The knew server is ‘frozen’ again. This has been happening daily at about O301 UTC each night. See my Twitter feed for background.
In this post I will include details as I progress through the data. The server in question is knew (yes, that’s the hostname).
dtrace hotkernel
I left this running in an ssh session and pressed control-C this morning:
[root@knew:/usr/share/dtrace/toolkit] # ./hotkernel >> /var/tmp/hotkernel ^C
ssh login loop
It was suggested I try an ssh-login loop. I created this script and left it running over night:
while : ; do ssh knew w; sleep 5; done
I left that running in a tmux script on my laptop.
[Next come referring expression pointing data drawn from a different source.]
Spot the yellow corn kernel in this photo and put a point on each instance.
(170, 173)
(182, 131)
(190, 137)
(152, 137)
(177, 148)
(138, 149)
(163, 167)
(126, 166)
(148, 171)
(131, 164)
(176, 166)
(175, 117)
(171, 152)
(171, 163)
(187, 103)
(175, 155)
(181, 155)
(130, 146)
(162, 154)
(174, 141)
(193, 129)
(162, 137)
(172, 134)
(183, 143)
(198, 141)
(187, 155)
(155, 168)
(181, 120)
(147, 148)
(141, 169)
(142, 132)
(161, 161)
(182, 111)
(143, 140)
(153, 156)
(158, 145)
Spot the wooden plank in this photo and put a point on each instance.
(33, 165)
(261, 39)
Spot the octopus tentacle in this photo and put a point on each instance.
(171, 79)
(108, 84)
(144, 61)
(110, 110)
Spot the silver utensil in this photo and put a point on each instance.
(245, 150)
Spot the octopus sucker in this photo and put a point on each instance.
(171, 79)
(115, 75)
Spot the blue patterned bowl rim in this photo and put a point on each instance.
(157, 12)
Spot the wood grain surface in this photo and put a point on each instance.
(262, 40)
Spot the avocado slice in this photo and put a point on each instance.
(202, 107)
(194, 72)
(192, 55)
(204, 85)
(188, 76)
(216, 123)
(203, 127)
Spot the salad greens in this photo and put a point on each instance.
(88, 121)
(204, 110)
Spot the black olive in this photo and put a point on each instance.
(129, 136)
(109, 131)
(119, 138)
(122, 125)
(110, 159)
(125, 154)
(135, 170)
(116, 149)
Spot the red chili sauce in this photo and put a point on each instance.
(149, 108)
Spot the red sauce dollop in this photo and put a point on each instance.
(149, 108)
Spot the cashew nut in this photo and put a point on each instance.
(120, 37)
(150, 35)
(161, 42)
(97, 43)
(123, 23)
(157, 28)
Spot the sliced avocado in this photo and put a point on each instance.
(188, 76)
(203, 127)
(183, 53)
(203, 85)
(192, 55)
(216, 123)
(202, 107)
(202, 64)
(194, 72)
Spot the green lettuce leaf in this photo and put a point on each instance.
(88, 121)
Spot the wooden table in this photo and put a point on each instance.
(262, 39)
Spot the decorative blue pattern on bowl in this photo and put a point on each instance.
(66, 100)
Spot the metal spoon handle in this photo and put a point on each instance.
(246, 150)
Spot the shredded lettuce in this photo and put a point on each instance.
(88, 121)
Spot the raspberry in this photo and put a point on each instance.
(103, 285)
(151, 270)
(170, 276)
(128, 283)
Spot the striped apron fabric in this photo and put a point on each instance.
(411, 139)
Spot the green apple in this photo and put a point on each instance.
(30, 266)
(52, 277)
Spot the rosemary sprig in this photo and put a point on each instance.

This morning, it looks like this:
dan pts/2 dent.int.unixathome.org Tue06PM 7:51 /usr/sbin/dtrace -n root v0 - Tue07PM 7:11 -csh (csh) 3:04AM up 12:44, 3 users, load averages: 2.32, 1.43, 1.21 USER TTY FROM LOGIN@ IDLE WHAT dan pts/0 tmux(71172).%0 2:59AM 5 sleep 1 dan pts/2 dent.int.unixathome.org Tue06PM 7:52 /usr/sbin/dtrace -n root v0 - Tue07PM 7:11 -csh (csh) 3:04AM up 12:44, 3 users, load averages: 2.45, 1.48, 1.23 USER TTY FROM LOGIN@ IDLE WHAT dan pts/0 tmux(71172).%0 2:59AM 5 sleep 1 dan pts/2 dent.int.unixathome.org Tue06PM 7:52 /usr/sbin/dtrace -n root v0 - Tue07PM 7:11 -csh (csh) 3:04AM up 12:44, 3 users, load averages: 3.06, 1.62, 1.28 USER TTY FROM LOGIN@ IDLE WHAT dan pts/0 tmux(71172).%0 2:59AM 5 sleep 1 dan pts/2 dent.int.unixathome.org Tue06PM 7:52 /usr/sbin/dtrace -n root v0 - Tue07PM 7:11 -csh (csh) 3:05AM up 12:44, 3 users, load averages: 2.89, 1.61, 1.28 USER TTY FROM LOGIN@ IDLE WHAT dan pts/0 tmux(71172).%0 2:59AM 6 sleep 1 dan pts/2 dent.int.unixathome.org Tue06PM 7:52 /usr/sbin/dtrace -n root v0 - Tue07PM 7:11 -csh (csh)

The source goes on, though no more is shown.